全ての世界が交わるとき
ーーこれは、どこかであった物語ーー
「おろちばーす」にて、一匹のアルマジロが何かを探していた。
「アニキー?リヴァさーん?どこ行っちゃったっすかー?」
彼の名前はアルマ。この世界の住人…まあ、正確には違うのだがそれは置いておこう。
どうやら、ディノスという兄貴分とリヴァという友達を探しているらしいのだが…どこを探しても見つからないため、途方に暮れていた。
「おっかしいっすね…何も言わずにアニキたちがいなくなることなんていつもはないのに…」
なかなか見つからないことに不安を覚えて来た彼の前に、一つの龍の姿が現れた
「…あっ!もしかしてアニキ!?」
「残念、みんな大好きメギドラくんですね」
鰐を探していたのだが、別の存在『聖龍』が来てしまった。違う、今は違うんだ。
「なんだ、メギドラさんっすか…」
「なんかめっちゃ不服そうですねその顔。まあいいか…それより何か探し物ですかね?」
「あっ、そうなんすよ!アニキが…!」
アルマはメギドラに、尋ね人の話をした。威厳こそもはや何もない聖龍だが、こう見えて頼れるときは頼れる。もしかしたらと思ってダメ元で聞いてみると…
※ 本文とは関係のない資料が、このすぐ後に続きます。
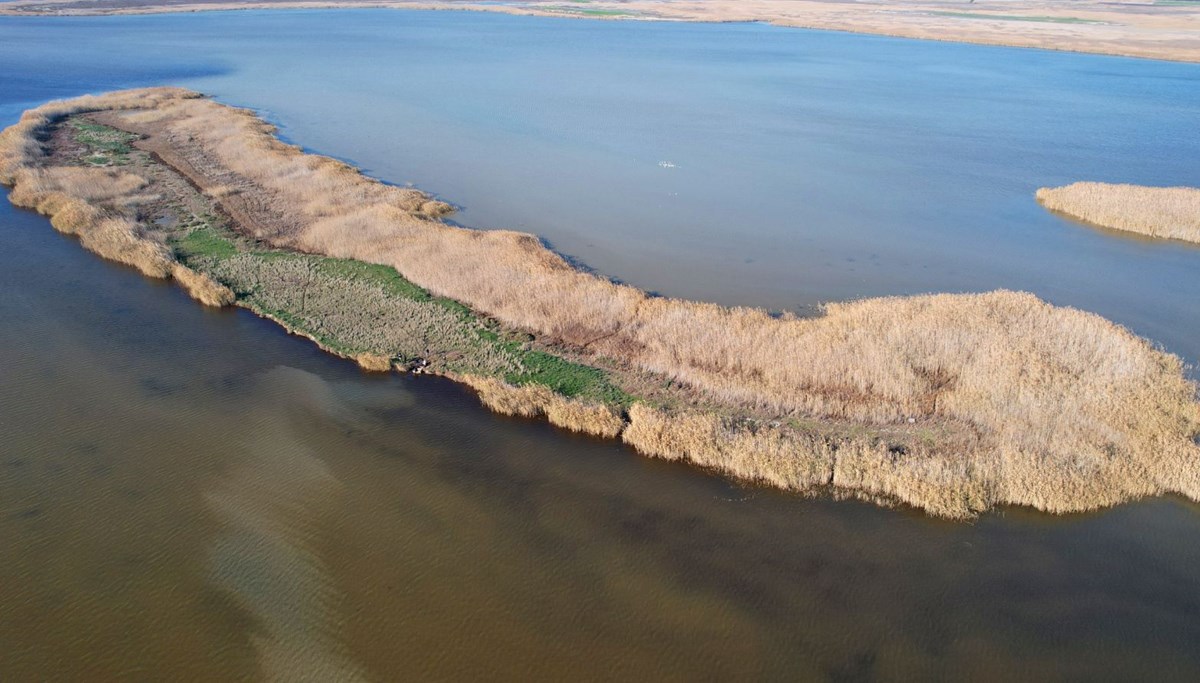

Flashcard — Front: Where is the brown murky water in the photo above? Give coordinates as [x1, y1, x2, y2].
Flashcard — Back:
[0, 195, 1200, 681]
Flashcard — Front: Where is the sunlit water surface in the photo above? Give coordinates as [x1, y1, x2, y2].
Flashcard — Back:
[0, 11, 1200, 681]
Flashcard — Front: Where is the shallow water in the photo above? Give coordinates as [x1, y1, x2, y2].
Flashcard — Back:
[0, 7, 1200, 681]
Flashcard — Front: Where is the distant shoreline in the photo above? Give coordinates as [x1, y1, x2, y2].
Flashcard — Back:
[7, 0, 1200, 62]
[0, 88, 1200, 519]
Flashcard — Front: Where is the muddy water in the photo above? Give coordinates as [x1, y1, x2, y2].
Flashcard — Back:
[7, 192, 1200, 681]
[0, 7, 1200, 681]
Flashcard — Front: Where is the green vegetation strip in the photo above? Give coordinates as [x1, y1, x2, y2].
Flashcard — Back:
[168, 206, 631, 407]
[71, 119, 137, 166]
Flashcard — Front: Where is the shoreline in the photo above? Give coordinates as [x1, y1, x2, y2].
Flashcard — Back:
[1034, 181, 1200, 245]
[0, 0, 1200, 64]
[0, 89, 1200, 519]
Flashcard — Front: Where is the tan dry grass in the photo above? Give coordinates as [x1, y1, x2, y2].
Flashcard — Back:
[1037, 182, 1200, 242]
[170, 263, 236, 308]
[0, 91, 1200, 516]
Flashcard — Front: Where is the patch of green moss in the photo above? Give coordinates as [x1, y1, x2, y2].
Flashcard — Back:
[70, 119, 138, 166]
[174, 226, 238, 263]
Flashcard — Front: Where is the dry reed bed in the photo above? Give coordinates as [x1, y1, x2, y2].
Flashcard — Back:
[0, 89, 1200, 517]
[1037, 182, 1200, 242]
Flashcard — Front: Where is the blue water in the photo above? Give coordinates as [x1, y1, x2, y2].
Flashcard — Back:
[0, 11, 1200, 681]
[0, 11, 1200, 360]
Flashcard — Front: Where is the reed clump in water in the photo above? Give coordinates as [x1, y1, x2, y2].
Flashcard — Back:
[0, 90, 1200, 517]
[1037, 182, 1200, 242]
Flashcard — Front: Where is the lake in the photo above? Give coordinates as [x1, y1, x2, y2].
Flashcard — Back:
[0, 11, 1200, 681]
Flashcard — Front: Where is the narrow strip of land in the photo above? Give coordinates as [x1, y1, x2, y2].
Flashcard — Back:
[1037, 182, 1200, 244]
[0, 88, 1200, 517]
[0, 0, 1200, 61]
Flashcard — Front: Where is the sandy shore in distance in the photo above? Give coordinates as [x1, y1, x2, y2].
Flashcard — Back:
[0, 88, 1200, 517]
[0, 0, 1200, 61]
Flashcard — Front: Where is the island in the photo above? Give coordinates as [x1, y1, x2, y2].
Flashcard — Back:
[1037, 182, 1200, 244]
[0, 88, 1200, 519]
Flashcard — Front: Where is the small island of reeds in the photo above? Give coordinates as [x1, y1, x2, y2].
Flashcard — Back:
[1037, 182, 1200, 244]
[7, 88, 1200, 519]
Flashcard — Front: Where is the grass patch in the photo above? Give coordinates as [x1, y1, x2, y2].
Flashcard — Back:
[174, 226, 238, 264]
[504, 348, 632, 406]
[317, 257, 434, 301]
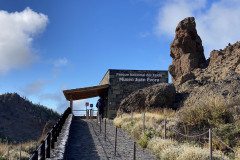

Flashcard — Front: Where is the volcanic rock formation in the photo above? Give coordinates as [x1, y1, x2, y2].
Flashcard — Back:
[120, 83, 176, 113]
[169, 17, 206, 84]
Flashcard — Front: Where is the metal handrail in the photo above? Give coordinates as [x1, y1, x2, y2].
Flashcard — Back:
[29, 107, 72, 160]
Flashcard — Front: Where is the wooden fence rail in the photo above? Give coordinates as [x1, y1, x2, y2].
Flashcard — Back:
[29, 107, 72, 160]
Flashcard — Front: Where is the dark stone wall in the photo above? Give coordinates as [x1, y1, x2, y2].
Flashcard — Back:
[100, 69, 168, 119]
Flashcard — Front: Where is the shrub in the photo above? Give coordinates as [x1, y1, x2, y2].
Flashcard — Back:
[213, 124, 240, 152]
[147, 137, 178, 155]
[178, 145, 229, 160]
[159, 146, 183, 160]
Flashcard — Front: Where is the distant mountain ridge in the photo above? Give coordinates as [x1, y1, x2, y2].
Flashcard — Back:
[0, 93, 59, 142]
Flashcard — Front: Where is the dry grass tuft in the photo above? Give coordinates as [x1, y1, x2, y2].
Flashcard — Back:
[114, 108, 236, 160]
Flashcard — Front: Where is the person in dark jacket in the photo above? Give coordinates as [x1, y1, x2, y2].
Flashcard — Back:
[96, 97, 105, 119]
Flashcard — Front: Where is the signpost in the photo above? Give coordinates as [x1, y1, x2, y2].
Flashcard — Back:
[85, 102, 91, 117]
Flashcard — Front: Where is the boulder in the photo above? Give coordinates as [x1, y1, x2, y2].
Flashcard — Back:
[119, 83, 176, 113]
[183, 74, 240, 107]
[169, 17, 206, 84]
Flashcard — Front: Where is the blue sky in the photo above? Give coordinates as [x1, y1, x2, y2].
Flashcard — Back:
[0, 0, 240, 112]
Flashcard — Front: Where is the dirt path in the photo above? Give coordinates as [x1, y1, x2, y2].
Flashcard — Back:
[67, 120, 158, 160]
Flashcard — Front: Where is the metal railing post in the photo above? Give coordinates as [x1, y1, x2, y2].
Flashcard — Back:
[33, 150, 38, 160]
[104, 118, 107, 141]
[209, 128, 212, 160]
[164, 118, 167, 139]
[133, 142, 136, 160]
[19, 143, 22, 160]
[114, 126, 117, 156]
[143, 113, 145, 132]
[7, 146, 10, 160]
[46, 132, 51, 158]
[41, 141, 46, 160]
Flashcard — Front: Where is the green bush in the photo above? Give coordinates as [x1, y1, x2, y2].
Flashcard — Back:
[178, 105, 233, 131]
[213, 124, 240, 152]
[138, 129, 156, 148]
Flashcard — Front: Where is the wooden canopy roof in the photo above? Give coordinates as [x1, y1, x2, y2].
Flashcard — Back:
[63, 84, 109, 101]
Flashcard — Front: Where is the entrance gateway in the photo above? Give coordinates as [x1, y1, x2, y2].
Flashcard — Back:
[63, 69, 168, 119]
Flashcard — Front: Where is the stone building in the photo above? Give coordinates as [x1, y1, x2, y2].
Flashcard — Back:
[63, 69, 168, 119]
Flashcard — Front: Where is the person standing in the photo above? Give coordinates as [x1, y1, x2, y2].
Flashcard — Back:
[96, 97, 105, 120]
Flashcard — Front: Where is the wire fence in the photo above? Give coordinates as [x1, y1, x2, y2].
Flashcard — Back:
[135, 112, 239, 159]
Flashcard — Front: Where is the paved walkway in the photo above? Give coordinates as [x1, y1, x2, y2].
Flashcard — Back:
[64, 120, 155, 160]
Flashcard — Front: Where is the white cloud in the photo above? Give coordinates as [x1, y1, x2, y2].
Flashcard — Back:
[54, 57, 68, 67]
[155, 0, 240, 57]
[139, 32, 150, 38]
[20, 79, 48, 96]
[0, 7, 48, 74]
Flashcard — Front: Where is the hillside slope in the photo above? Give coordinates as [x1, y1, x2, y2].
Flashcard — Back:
[0, 93, 59, 142]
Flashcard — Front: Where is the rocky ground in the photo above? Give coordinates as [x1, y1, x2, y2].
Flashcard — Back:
[67, 120, 155, 160]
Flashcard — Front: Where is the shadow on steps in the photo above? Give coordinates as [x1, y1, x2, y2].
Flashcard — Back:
[66, 119, 100, 160]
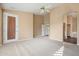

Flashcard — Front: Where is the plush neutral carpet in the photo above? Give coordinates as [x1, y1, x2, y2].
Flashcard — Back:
[0, 37, 79, 56]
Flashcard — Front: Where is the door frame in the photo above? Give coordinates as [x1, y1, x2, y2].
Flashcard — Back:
[3, 12, 19, 43]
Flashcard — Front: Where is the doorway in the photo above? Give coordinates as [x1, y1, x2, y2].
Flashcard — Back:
[63, 15, 77, 44]
[3, 13, 18, 43]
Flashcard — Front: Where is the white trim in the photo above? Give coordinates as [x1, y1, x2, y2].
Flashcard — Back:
[3, 13, 19, 43]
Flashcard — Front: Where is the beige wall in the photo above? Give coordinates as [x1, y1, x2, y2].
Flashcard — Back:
[34, 15, 44, 37]
[0, 9, 2, 45]
[50, 4, 79, 43]
[4, 10, 33, 40]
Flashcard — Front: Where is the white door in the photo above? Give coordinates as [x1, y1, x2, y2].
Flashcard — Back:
[3, 13, 19, 43]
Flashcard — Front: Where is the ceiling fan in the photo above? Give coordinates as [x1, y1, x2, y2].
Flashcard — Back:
[40, 6, 50, 14]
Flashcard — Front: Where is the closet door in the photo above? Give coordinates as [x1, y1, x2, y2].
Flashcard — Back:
[7, 16, 16, 40]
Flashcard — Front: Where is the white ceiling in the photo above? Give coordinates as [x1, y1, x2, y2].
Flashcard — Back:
[1, 3, 61, 14]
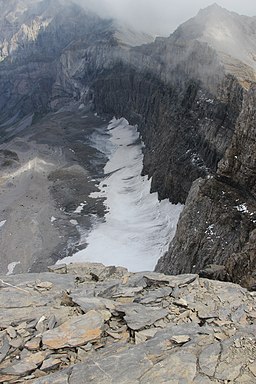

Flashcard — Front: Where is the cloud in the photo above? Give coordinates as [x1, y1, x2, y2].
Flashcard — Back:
[76, 0, 256, 35]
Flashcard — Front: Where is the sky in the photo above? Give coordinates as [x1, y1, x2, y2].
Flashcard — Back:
[76, 0, 256, 36]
ビンゴ。メギドラには1つ、思い当たることがあったようだ。
「あれのことでしょうね…ちょっと、僕に付いてきてくださいね」
アルマがメギドラについていった先で見つけたのは、赤黒く渦巻いている謎のポータルだった。ポータルからは謎の気迫を感じ、常に引き寄せられているような感覚がする…修羅場慣れしているアルマですら少々不気味に感じてしまった。
そして、ポータルの近くに、ディノスとはまた違う、一際大きな龍が、少し苛立った目つきでポータルを全力で殴っていた。
「この我をここまでコケにするとは…!あ、メギドラ」
「あ、まだやってたんですね。…実は先日、突然この場所にこのポータルが開いたんです。ディノスたちは何時ごろいなくなりましたかね?」
「えっと…一昨日くらいからは見てないっすね…」
「このポータルも一昨日程から出現したものでしてよ!おそらくディノスたちもこのポータルの中に入ってしまった…いや、吸い込まれたと言った方が正しそうですわね」
先ほどまで怒り散らしていた姿からは想像もできないくらい冷静にそう推測する彼女は、『覇龍』ディオラムスである。彼女もまた、威厳はあんまない。
しかし、尊敬なる兄貴分がここにいるとわかればあとは簡単である。
「分かりました!そうとなれば一緒にアニキを探しに行くっすよ!メギドラさん、ディオラムスさん!」
メギドラとディオラムスに勝る者など世界にはほとんど存在しない。この二人を引き連れて、とっととディノスを連れ帰ればよいのだ。それに都合のいいことに、メギドラとディオラムスは現在フリー。つまり、問題なく彼ら二人を…
「すみません、僕たちは行けそうに無いですね」
「非常に不服ですが…厳しい、ですわね」
「えっ!なんでっすか!」
メギドラは実際に見せた方が早いとポータルに『小さな太陽』をぶつけこむ。しかしそれは、透明な見えない壁によって阻まれる。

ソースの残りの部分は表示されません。